Os olhos do mundo estão voltados para o norte e o nordeste do Brasil e a pauta não poderia ser pior... Os massacres recentes nos presídios de Roraima, Manaus e Rio Grande do Norte assombram o país e o mundo. O palco de barbáries expõe as fragilidades do sistema carcerário estadual e a precariedade das políticas de segurança pública nacional. É inadiável uma discussão profunda e abrangente sobre esta crise, mas a ação emergencial necessária não pode cegar a visão de futuro do Brasil. O combate à criminalidade se faz por meio de estratégias, planejamento e gestão integrados das políticas públicas do país. O descompasso entre os gastos com presos, que é 13 vezes mais do que com estudantes, é inaceitável.
Em novembro de 2016, pesquisa publicada pelo Anuário Brasileiro de Segurança Pública trouxe o panorama da violência no Brasil. Boa Vista foi avaliada como a terceira cidade mais segura do país e primeira da Região Norte com menos mortes violentas.

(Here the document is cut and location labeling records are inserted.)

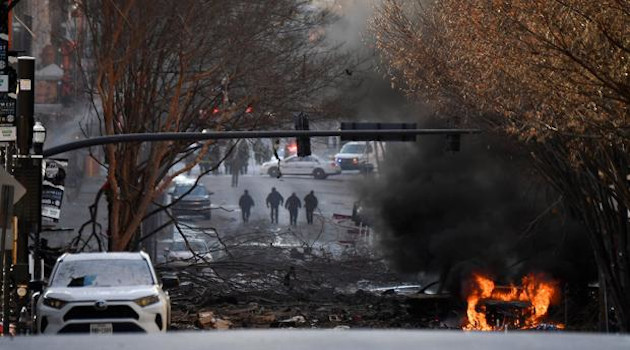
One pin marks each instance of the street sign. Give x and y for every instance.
(8, 102)
(8, 179)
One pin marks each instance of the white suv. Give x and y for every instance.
(103, 293)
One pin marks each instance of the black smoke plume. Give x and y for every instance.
(481, 209)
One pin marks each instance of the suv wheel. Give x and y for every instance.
(319, 174)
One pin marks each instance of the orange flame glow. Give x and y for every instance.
(532, 298)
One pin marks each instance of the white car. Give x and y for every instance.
(355, 156)
(103, 293)
(179, 253)
(294, 165)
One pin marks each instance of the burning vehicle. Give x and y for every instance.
(493, 308)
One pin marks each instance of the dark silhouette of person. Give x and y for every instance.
(293, 204)
(310, 204)
(274, 200)
(246, 203)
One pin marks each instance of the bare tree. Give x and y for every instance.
(552, 73)
(168, 66)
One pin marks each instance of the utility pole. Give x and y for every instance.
(28, 171)
(8, 136)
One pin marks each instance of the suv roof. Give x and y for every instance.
(105, 256)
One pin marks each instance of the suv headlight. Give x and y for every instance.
(145, 301)
(54, 303)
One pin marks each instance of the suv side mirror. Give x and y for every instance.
(36, 285)
(170, 282)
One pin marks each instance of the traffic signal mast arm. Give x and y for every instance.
(220, 135)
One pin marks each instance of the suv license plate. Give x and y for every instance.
(101, 328)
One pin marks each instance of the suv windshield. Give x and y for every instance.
(352, 148)
(102, 273)
(196, 246)
(182, 189)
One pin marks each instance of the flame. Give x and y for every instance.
(536, 294)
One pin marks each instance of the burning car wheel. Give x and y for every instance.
(273, 172)
(319, 174)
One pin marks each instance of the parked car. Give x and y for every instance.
(355, 156)
(102, 293)
(180, 253)
(294, 165)
(191, 199)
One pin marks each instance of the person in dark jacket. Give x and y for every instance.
(246, 203)
(274, 200)
(293, 204)
(310, 204)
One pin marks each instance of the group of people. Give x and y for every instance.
(275, 200)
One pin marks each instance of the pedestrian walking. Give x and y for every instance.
(235, 168)
(293, 204)
(274, 200)
(246, 203)
(310, 204)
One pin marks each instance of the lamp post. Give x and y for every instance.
(39, 137)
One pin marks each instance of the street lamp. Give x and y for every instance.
(39, 136)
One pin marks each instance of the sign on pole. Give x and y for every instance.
(53, 187)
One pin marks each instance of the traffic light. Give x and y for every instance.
(453, 142)
(303, 142)
(376, 136)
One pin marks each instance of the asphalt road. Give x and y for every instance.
(336, 195)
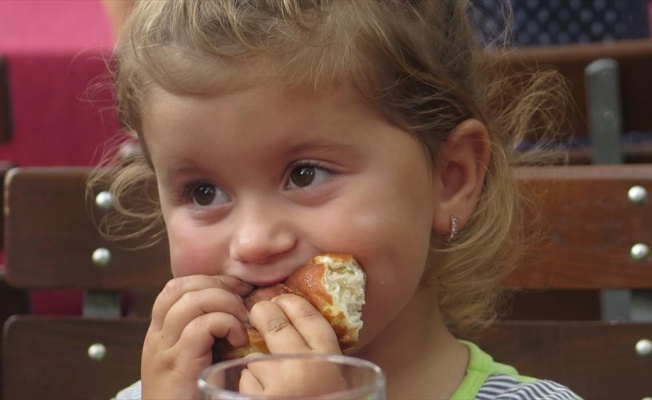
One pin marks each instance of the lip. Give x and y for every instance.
(266, 283)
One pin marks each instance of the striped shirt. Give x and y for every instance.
(485, 379)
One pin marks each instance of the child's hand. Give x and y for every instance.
(290, 324)
(187, 316)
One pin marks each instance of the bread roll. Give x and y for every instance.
(333, 283)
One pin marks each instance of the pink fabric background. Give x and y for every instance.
(56, 52)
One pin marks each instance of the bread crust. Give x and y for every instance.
(307, 282)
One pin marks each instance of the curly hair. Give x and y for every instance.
(419, 63)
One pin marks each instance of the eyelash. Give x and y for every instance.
(308, 163)
(187, 190)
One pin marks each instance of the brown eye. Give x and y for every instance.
(204, 195)
(302, 176)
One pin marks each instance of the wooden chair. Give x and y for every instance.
(596, 223)
(597, 360)
(612, 92)
(591, 225)
(52, 243)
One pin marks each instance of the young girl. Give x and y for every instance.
(278, 130)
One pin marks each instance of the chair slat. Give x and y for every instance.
(634, 58)
(588, 227)
(598, 360)
(52, 232)
(47, 357)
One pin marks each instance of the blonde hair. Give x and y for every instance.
(418, 62)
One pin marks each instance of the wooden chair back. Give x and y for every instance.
(52, 236)
(629, 95)
(597, 360)
(595, 227)
(70, 357)
(592, 218)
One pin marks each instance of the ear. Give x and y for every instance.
(462, 166)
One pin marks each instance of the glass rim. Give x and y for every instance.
(338, 358)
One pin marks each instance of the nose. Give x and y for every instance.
(262, 234)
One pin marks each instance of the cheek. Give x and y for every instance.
(193, 253)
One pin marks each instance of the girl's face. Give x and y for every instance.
(254, 183)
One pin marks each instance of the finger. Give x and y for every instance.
(175, 288)
(192, 305)
(197, 338)
(276, 322)
(313, 327)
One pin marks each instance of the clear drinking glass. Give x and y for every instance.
(300, 376)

Como avaliar esse resultado em contraponto ao ocorrido na penitenciária de Boa Vista? O intervalo de tempo é muito curto para sair de uma posição de cidade segura para o que vivemos hoje: total insegurança e medo. Sem entendimento da realidade é impossível achar soluções. Faz-se necessário chegar às causas, e não somente as superficiais, as que saltam aos olhos, como superlotação dos presídios, violação dos direitos humanos, etc. Precisamos ir a fundo para identificar as causas fundamentais que geraram o acontecido, considerando também o que virá a acontecer nos horizontes de curto, médio e longo prazos, a partir dos diferentes cenários do país, estados e municípios. Não temos tempo para discursos.
É tempo de ação, porém em uma perspectiva de gerações, não de mandatos eleitorais. Como disse a Ministra Carmem Lúcia, precisamos de mudanças estruturais e, para tanto, a união de esforços dos poderes executivos nacionais, dos poderes dos estados, dos municípios é condição sine qua non. Precisamos de uma Política efetiva de Segurança Nacional, que considere e gerencie os riscos associados à extensão de nossas fronteiras e que trate o presente na perspectiva do futuro, do que queremos vir a ser.

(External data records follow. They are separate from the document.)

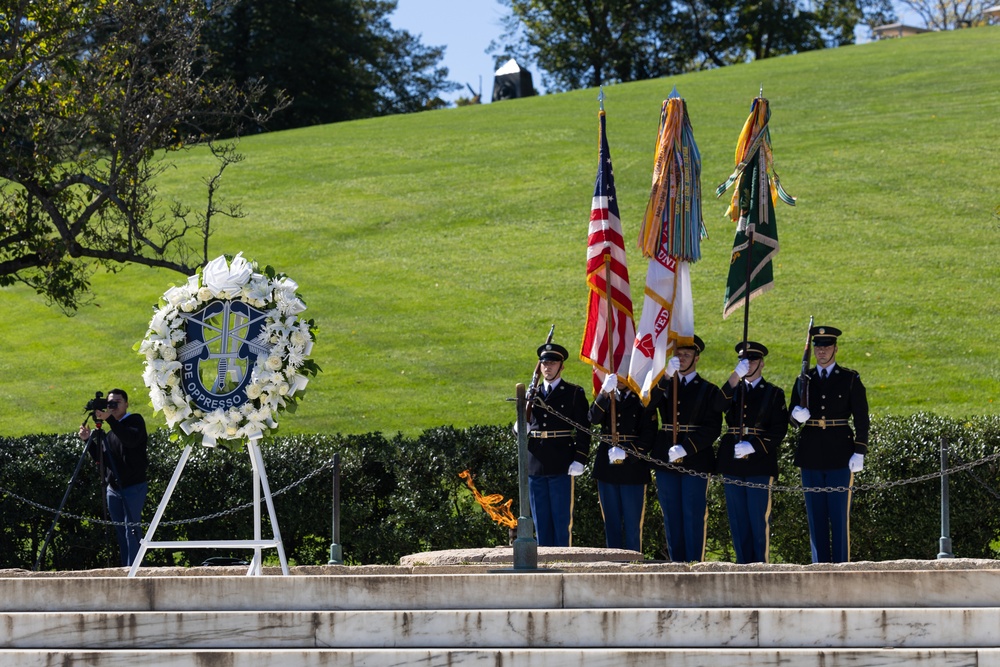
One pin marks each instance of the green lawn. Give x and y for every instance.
(436, 249)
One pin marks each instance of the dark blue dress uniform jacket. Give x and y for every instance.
(839, 397)
(766, 417)
(699, 417)
(637, 424)
(552, 456)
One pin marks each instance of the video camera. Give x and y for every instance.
(99, 403)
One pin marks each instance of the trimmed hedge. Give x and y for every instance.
(403, 495)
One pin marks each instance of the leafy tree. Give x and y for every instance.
(950, 14)
(585, 43)
(90, 91)
(338, 59)
(581, 43)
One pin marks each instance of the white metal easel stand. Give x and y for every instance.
(259, 483)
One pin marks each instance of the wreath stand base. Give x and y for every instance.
(257, 543)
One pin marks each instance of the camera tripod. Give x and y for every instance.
(104, 456)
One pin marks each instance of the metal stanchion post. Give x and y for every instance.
(525, 546)
(336, 550)
(945, 542)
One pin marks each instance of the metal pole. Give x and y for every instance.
(336, 550)
(945, 542)
(525, 546)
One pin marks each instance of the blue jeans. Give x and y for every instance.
(622, 506)
(684, 502)
(829, 514)
(126, 505)
(749, 511)
(551, 498)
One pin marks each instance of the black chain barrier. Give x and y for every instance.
(539, 403)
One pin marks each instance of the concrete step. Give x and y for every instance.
(458, 657)
(569, 590)
(509, 629)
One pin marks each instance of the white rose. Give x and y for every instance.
(226, 279)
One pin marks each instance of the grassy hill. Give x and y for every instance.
(436, 249)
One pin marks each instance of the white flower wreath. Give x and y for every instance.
(259, 344)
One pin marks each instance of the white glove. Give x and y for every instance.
(801, 414)
(532, 426)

Boa Vista, capital fronteiriça que concentra cerca de dois terços dos habitantes do estado, vivencia transformações que são resultados de gestão integrada, de objetivos claros comprometidos com horizontes estratégicos que superam quatro anos de mandato.
O combate à criminalidade, a partir do município, pressupõe atuação em diferentes frentes, entre elas: a preventiva no desenvolvimento da primeira infância e o resgate de adolescentes por meio de projetos socioeducativos.
Nossa aposta na primeira infância passa pelo programa Família que Acolhe-FQA, lei municipal implantada em 2013, hoje referência nacional e internacional. Uma política pública integrada que garante que a criança seja acompanhada da gestação até os seis anos. Esse investimento resulta em adultos mais equilibrados, com maior capacidade de se adaptarem a diferentes ambientes e de adquirirem novos conhecimentos. Tão importante quanto investir formação dos pequenos é enfrentar a violência juvenil. Em Boa Vista, a violência entre jovens reduziu-se 72% entre o período de 2001 e 2007, e vem se mantendo. O desenvolvimento de programas socioeducativos é o caminho. O Projeto Crescer, reconhecido pelo Ministério da Justiça como uma das iniciativas mais avançadas no enfrentamento à criminalidade juvenil, é um dos responsáveis por esse resultado.
O FQA e o projeto Crescer têm nos mostrado que o compromisso com o futuro das próximas gerações garante um ambiente que favorece a justiça e qualidade de vida para todos os cidadãos.
Os massacres em presídios estaduais impactaram e sensibilizaram o Brasil por inteiro. Espero que essa indignação fomente, na mesma proporção, o desejo de uma país mais justo, comprometido com o bem-estar comum. Se a generosidade é parte da nossa identidade, vamos fazer com que o compromisso com as futuras gerações também crie raízes na nossa cultura.